2. My parents didn't protect me.
3. I felt helpless to tell someone what was happening, for fear of retribution. I was certain I would be punished.
4. I felt unloved and worthless.
5. I had more pain than I knew how to deal with--and no source of comfort.
6. I didn't understand what was happening--or why.
7. The only way I could think of to cope with my pain was to add more pain to that--to cut and to stop eating.
8. Even today, I feel certain that if people know that I have "indulged" in cutting, they will judge me. They will believe that I'm mentally unstable or stupid. They will not trust me or love me. I will become a freak in their eyes (I am not mad. I would to heaven I were, For then 'tis like I should forget myself. O, if I could, what grief should I forget! - William Shakespeare).
9. My cousin abused my 65 pound, immature body. My uterus was harmed in such a way that I could never carry my children to term. I had difficulty becoming pregnant. I have one pubic bone that sits higher than the other and a contusion on my tailbone as a result of trauma to those areas.
10. I have lived with fear of men most of my life.
11. Sexual intimacy has always been complicated.
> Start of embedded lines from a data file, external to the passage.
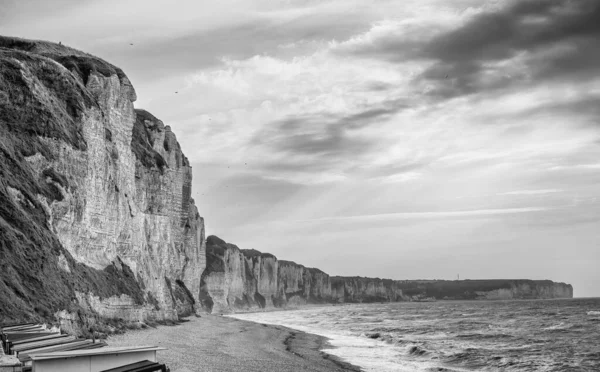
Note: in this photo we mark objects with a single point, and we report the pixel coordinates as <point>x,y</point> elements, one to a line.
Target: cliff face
<point>229,281</point>
<point>357,289</point>
<point>95,206</point>
<point>485,289</point>
<point>97,219</point>
<point>237,279</point>
<point>300,285</point>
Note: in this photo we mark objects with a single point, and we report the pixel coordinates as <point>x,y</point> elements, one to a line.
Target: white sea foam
<point>371,355</point>
<point>495,336</point>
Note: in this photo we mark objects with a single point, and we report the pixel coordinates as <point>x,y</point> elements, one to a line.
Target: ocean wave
<point>558,327</point>
<point>416,351</point>
<point>484,336</point>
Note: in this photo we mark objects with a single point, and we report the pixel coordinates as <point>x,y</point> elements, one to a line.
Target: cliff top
<point>250,253</point>
<point>76,61</point>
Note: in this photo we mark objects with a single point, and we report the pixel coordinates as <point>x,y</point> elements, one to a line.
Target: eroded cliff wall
<point>358,289</point>
<point>238,280</point>
<point>500,289</point>
<point>96,214</point>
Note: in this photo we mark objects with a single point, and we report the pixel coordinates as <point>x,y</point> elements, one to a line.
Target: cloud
<point>491,47</point>
<point>525,42</point>
<point>430,215</point>
<point>531,192</point>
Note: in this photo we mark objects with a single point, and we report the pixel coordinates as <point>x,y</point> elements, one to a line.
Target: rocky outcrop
<point>229,281</point>
<point>97,219</point>
<point>358,289</point>
<point>96,215</point>
<point>300,285</point>
<point>239,280</point>
<point>501,289</point>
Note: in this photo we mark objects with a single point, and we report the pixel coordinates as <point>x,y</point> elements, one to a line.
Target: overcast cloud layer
<point>412,139</point>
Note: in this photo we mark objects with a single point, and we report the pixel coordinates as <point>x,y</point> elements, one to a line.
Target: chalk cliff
<point>357,289</point>
<point>239,280</point>
<point>97,219</point>
<point>492,289</point>
<point>96,214</point>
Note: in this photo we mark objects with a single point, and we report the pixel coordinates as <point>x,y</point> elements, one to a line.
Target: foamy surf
<point>369,354</point>
<point>497,336</point>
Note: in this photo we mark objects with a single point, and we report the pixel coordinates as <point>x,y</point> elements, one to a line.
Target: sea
<point>448,336</point>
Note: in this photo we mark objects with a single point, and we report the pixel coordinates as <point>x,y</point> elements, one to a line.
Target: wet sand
<point>214,343</point>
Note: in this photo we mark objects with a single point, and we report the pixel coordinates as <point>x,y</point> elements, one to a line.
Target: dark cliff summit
<point>86,184</point>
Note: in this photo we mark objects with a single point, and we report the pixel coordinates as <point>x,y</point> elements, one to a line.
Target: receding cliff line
<point>96,214</point>
<point>238,280</point>
<point>97,220</point>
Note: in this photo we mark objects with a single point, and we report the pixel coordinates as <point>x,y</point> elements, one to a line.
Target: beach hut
<point>94,360</point>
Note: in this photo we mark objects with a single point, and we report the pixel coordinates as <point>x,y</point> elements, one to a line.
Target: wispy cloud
<point>531,192</point>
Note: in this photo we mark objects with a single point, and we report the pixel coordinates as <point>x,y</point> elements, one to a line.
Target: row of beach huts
<point>35,347</point>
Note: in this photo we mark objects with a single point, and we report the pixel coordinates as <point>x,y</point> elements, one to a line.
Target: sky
<point>396,139</point>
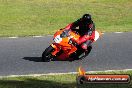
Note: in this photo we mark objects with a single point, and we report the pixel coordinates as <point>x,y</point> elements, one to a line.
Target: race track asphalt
<point>20,56</point>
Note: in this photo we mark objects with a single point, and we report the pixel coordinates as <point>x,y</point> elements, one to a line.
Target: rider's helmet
<point>86,18</point>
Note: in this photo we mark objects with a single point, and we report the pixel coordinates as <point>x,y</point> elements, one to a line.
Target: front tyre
<point>46,55</point>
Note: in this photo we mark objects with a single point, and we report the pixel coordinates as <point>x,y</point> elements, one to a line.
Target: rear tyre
<point>46,55</point>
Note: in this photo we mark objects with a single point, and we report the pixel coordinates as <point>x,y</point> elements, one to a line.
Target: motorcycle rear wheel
<point>46,55</point>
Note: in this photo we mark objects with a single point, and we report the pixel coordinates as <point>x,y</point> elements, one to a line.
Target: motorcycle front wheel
<point>46,55</point>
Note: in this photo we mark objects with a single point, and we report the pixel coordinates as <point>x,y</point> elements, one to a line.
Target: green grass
<point>42,17</point>
<point>57,81</point>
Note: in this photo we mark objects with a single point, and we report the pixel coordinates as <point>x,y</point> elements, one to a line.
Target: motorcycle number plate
<point>57,39</point>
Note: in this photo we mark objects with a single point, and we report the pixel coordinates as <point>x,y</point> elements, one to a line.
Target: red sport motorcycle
<point>64,46</point>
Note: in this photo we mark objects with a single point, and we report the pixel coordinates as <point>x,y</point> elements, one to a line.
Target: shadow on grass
<point>36,83</point>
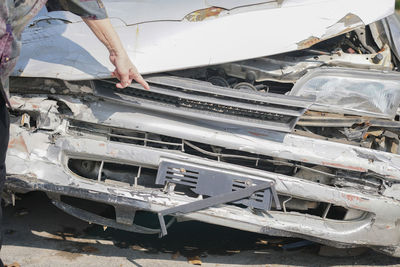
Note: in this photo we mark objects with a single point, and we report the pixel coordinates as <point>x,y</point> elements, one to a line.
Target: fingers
<point>134,74</point>
<point>126,79</point>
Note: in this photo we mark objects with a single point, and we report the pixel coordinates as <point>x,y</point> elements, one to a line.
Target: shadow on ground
<point>35,222</point>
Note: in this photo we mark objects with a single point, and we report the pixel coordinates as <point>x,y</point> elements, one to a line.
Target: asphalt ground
<point>39,234</point>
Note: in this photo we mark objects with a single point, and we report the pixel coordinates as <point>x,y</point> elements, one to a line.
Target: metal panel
<point>202,100</point>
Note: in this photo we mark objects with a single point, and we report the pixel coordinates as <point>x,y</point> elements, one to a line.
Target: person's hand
<point>125,71</point>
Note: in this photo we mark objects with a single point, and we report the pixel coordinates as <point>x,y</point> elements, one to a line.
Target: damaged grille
<point>202,100</point>
<point>211,182</point>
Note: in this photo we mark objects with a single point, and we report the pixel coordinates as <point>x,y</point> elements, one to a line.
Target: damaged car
<point>277,117</point>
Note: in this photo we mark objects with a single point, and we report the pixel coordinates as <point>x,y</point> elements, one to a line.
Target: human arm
<point>124,71</point>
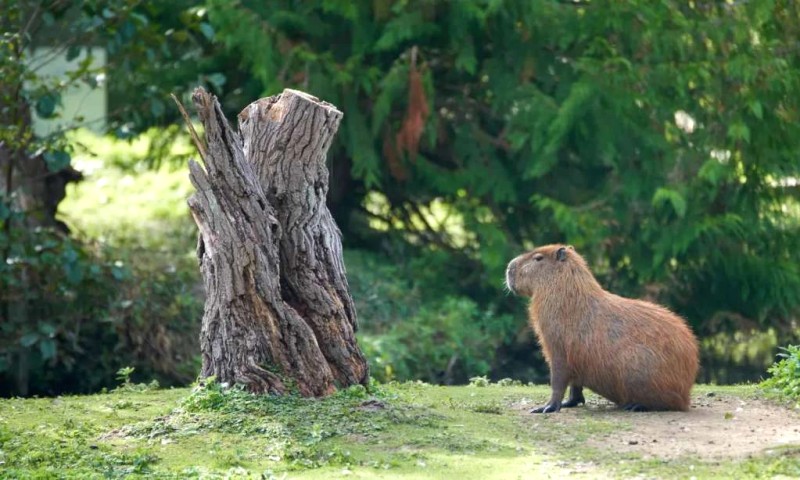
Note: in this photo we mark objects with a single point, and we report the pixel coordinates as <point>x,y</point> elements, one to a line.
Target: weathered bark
<point>277,301</point>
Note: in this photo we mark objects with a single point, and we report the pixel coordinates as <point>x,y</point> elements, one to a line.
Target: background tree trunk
<point>278,305</point>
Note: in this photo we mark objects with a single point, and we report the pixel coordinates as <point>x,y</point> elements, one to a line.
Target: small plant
<point>124,375</point>
<point>481,381</point>
<point>785,379</point>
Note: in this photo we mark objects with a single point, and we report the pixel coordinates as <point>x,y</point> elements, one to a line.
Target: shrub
<point>407,334</point>
<point>785,379</point>
<point>74,313</point>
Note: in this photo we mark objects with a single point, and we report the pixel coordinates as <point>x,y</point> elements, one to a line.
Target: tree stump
<point>278,307</point>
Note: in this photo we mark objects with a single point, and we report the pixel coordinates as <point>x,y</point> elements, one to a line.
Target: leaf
<point>46,105</point>
<point>157,107</point>
<point>739,131</point>
<point>666,195</point>
<point>73,52</point>
<point>47,348</point>
<point>57,160</point>
<point>757,109</point>
<point>48,19</point>
<point>207,30</point>
<point>217,80</point>
<point>29,339</point>
<point>466,60</point>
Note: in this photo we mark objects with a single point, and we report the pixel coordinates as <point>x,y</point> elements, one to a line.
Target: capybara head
<point>544,268</point>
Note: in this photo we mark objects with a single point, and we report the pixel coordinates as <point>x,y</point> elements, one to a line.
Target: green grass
<point>409,430</point>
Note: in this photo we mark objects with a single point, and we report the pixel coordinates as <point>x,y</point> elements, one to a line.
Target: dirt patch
<point>717,426</point>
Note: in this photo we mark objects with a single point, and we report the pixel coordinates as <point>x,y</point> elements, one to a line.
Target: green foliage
<point>785,379</point>
<point>600,124</point>
<point>89,314</point>
<point>410,329</point>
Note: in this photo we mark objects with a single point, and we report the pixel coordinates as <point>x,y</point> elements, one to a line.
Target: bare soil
<point>716,427</point>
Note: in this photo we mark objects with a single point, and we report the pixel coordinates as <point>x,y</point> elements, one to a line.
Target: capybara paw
<point>549,408</point>
<point>573,402</point>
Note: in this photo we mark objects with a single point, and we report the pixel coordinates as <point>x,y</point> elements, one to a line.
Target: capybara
<point>637,354</point>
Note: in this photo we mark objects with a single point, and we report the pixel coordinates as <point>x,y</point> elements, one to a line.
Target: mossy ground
<point>396,431</point>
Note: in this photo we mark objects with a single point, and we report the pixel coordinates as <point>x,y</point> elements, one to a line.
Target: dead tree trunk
<point>278,305</point>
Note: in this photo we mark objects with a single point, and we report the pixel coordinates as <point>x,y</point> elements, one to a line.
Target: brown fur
<point>629,351</point>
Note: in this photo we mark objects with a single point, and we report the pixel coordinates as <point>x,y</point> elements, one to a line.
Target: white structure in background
<point>81,104</point>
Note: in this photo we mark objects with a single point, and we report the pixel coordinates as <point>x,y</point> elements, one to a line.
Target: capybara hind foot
<point>549,408</point>
<point>635,407</point>
<point>575,398</point>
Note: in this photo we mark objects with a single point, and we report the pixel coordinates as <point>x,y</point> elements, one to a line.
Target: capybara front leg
<point>575,397</point>
<point>558,384</point>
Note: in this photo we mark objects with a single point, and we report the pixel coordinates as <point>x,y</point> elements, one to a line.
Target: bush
<point>74,313</point>
<point>407,334</point>
<point>785,379</point>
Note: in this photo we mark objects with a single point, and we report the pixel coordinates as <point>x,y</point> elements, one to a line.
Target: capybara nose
<point>512,267</point>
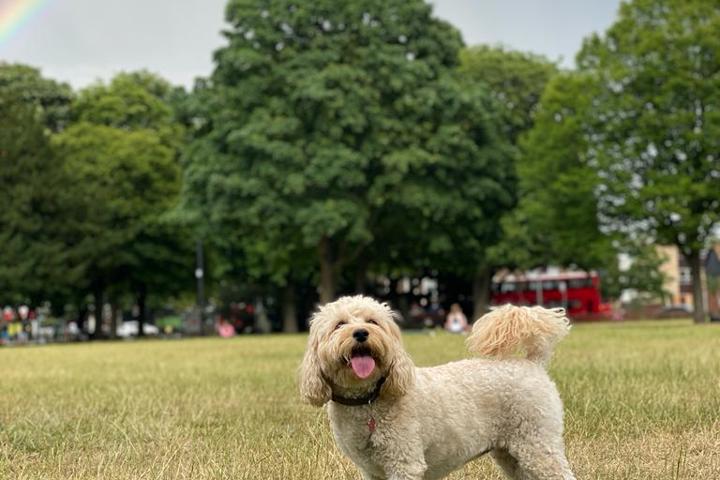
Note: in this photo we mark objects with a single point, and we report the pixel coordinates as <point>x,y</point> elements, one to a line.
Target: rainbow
<point>14,14</point>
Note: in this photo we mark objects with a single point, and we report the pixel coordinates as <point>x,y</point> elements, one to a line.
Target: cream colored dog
<point>399,422</point>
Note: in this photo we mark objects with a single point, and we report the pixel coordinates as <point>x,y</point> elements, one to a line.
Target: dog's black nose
<point>360,335</point>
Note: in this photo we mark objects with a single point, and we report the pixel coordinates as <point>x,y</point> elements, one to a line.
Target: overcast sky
<point>80,41</point>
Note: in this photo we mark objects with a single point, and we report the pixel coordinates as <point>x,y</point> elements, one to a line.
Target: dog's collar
<point>356,402</point>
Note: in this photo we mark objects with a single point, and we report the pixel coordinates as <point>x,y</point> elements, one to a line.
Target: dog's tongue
<point>362,366</point>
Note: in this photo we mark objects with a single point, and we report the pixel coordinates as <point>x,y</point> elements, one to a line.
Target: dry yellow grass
<point>642,402</point>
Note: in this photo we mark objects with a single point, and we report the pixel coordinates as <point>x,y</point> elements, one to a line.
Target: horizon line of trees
<point>334,142</point>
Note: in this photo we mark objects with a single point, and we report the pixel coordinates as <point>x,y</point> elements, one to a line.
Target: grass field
<point>642,402</point>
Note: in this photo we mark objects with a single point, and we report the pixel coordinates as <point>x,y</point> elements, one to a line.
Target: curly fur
<point>428,422</point>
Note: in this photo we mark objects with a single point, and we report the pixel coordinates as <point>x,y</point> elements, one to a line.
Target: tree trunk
<point>288,308</point>
<point>481,291</point>
<point>113,320</point>
<point>99,301</point>
<point>142,308</point>
<point>698,301</point>
<point>361,275</point>
<point>327,272</point>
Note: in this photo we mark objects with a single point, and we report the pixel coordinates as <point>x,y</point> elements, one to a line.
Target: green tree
<point>557,217</point>
<point>326,124</point>
<point>515,81</point>
<point>36,262</point>
<point>123,154</point>
<point>656,139</point>
<point>26,84</point>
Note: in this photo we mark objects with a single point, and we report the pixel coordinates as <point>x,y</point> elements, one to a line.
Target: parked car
<point>130,328</point>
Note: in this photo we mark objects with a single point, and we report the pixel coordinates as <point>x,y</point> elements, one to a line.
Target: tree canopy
<point>325,125</point>
<point>656,134</point>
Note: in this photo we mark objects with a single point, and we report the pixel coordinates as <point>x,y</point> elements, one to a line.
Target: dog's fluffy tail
<point>509,330</point>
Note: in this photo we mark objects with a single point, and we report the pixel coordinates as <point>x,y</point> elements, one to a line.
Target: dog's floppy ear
<point>314,389</point>
<point>402,370</point>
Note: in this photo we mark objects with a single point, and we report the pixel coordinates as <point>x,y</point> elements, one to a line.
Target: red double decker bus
<point>576,292</point>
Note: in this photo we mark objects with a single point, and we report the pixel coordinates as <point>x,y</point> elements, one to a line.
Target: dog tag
<point>371,425</point>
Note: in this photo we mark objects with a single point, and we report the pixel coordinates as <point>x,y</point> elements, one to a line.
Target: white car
<point>131,328</point>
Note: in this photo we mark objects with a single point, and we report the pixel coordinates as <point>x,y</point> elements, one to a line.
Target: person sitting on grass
<point>456,322</point>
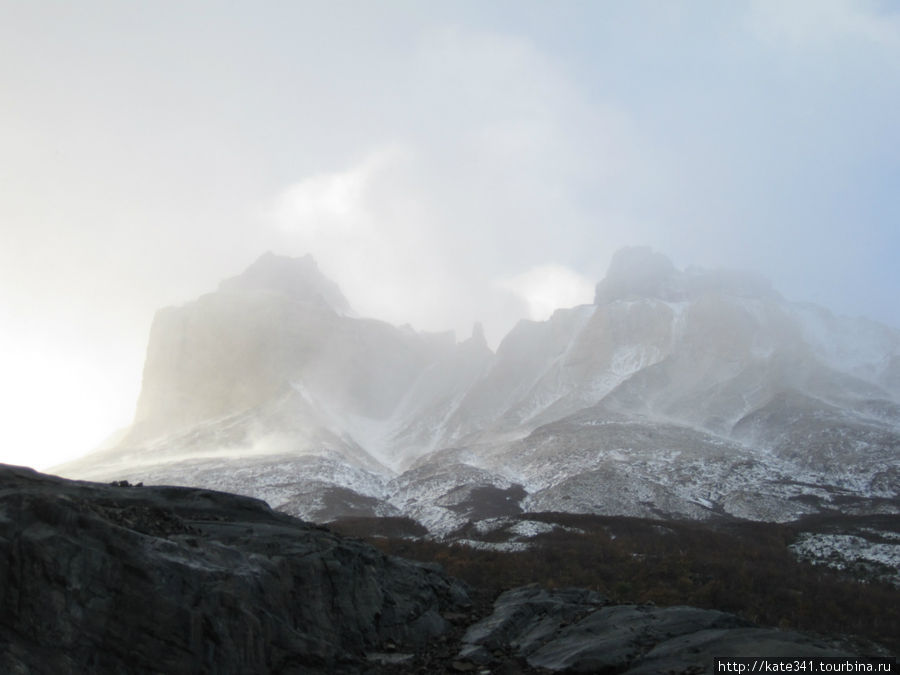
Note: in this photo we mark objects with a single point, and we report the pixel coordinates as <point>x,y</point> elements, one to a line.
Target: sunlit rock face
<point>699,394</point>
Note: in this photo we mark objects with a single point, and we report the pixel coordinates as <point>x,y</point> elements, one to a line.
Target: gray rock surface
<point>572,630</point>
<point>114,579</point>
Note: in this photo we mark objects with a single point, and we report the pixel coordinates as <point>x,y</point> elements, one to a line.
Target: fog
<point>445,163</point>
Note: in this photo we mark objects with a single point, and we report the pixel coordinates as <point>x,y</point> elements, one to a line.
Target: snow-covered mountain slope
<point>690,394</point>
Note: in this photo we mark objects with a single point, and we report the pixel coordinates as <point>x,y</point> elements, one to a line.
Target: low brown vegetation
<point>740,567</point>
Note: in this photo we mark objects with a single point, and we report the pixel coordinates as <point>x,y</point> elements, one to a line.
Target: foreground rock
<point>115,579</point>
<point>573,631</point>
<point>131,579</point>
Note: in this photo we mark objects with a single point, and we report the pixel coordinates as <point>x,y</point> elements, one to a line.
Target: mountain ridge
<point>688,391</point>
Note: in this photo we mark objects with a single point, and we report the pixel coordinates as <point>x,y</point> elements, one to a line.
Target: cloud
<point>546,288</point>
<point>506,173</point>
<point>825,23</point>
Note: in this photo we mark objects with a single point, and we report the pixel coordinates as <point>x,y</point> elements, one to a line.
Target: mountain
<point>677,393</point>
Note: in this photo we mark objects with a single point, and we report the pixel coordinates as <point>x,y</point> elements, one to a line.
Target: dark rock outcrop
<point>115,579</point>
<point>572,630</point>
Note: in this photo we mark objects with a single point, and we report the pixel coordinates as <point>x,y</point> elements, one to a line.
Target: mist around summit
<point>690,393</point>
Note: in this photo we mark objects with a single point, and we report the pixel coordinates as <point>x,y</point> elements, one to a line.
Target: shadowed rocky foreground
<point>120,579</point>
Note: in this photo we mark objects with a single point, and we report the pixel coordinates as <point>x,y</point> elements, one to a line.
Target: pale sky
<point>445,162</point>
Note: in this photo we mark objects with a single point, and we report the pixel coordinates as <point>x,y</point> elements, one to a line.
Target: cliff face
<point>689,393</point>
<point>119,579</point>
<point>97,578</point>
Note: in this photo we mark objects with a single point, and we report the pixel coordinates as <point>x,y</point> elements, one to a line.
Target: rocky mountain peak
<point>641,272</point>
<point>299,278</point>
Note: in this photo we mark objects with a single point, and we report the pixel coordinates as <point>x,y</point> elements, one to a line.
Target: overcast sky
<point>445,162</point>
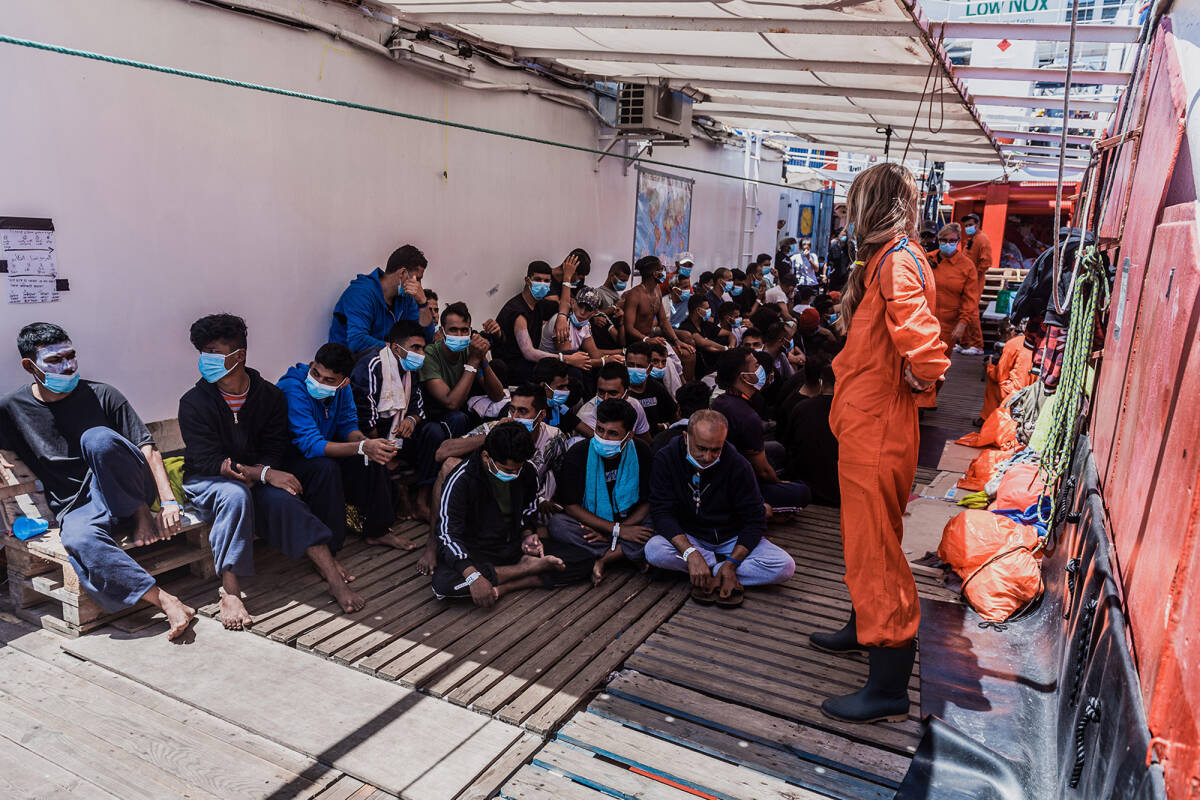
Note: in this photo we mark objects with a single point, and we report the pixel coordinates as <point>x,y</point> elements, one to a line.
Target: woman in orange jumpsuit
<point>958,287</point>
<point>893,353</point>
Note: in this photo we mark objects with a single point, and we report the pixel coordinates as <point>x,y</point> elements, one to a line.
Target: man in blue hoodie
<point>331,458</point>
<point>373,302</point>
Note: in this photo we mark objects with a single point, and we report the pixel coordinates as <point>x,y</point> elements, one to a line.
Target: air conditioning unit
<point>651,109</point>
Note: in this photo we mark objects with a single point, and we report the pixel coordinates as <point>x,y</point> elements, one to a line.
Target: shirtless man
<point>100,467</point>
<point>646,319</point>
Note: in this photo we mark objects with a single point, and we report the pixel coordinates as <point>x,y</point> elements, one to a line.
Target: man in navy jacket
<point>708,515</point>
<point>373,302</point>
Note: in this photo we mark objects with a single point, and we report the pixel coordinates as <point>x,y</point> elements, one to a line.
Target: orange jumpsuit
<point>874,416</point>
<point>958,294</point>
<point>978,250</point>
<point>1011,374</point>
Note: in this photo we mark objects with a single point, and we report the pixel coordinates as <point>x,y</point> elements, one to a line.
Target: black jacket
<point>730,501</point>
<point>258,434</point>
<point>471,519</point>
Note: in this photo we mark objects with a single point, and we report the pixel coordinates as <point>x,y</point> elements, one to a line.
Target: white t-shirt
<point>587,415</point>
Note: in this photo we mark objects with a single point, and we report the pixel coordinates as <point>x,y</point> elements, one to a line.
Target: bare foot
<point>179,615</point>
<point>393,540</point>
<point>233,613</point>
<point>145,529</point>
<point>346,597</point>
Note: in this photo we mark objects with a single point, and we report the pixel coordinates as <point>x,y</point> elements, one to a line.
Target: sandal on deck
<point>736,599</point>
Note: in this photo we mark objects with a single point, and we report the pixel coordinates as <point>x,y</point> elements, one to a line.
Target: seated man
<point>708,516</point>
<point>742,377</point>
<point>487,528</point>
<point>391,405</point>
<point>235,428</point>
<point>373,302</point>
<point>528,407</point>
<point>612,383</point>
<point>603,488</point>
<point>334,461</point>
<point>101,471</point>
<point>690,398</point>
<point>580,340</point>
<point>455,368</point>
<point>648,391</point>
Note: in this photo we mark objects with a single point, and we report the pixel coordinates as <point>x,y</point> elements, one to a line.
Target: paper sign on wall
<point>27,254</point>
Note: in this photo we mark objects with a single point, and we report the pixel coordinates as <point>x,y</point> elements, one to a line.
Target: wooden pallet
<point>42,584</point>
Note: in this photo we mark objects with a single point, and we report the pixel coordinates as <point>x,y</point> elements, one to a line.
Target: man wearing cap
<point>978,248</point>
<point>583,307</point>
At times I have had to stop altogether because I've been so afraid--or I've allowed myself to close off and let the act finish--in essence the same thing I did when I was raped. This should never happen when a married couple is trying to express physical love.
12. Sexual intimacy still makes me cry sometimes.
13. I wonder, often, who I would be, what I could have become if I had not been hampered by fear and isolation.
14. I have phobias and PTSD. I don't want them.
15. Being angry makes me even more angry.
There are so many things about the whole situation that enrage me. And the reason I suppress this is because I find no outlet for my anger. There is nothing I can do to change the past. There is no satisfaction that would come from punishing my cousin. There is no good that comes of expressing this. It just leaves me messed up and crying and wondering how I can make this all right someday.
I hate this stage. I am not an angry person. I didn't ask for this. I don't want it. Can I please just make it go away?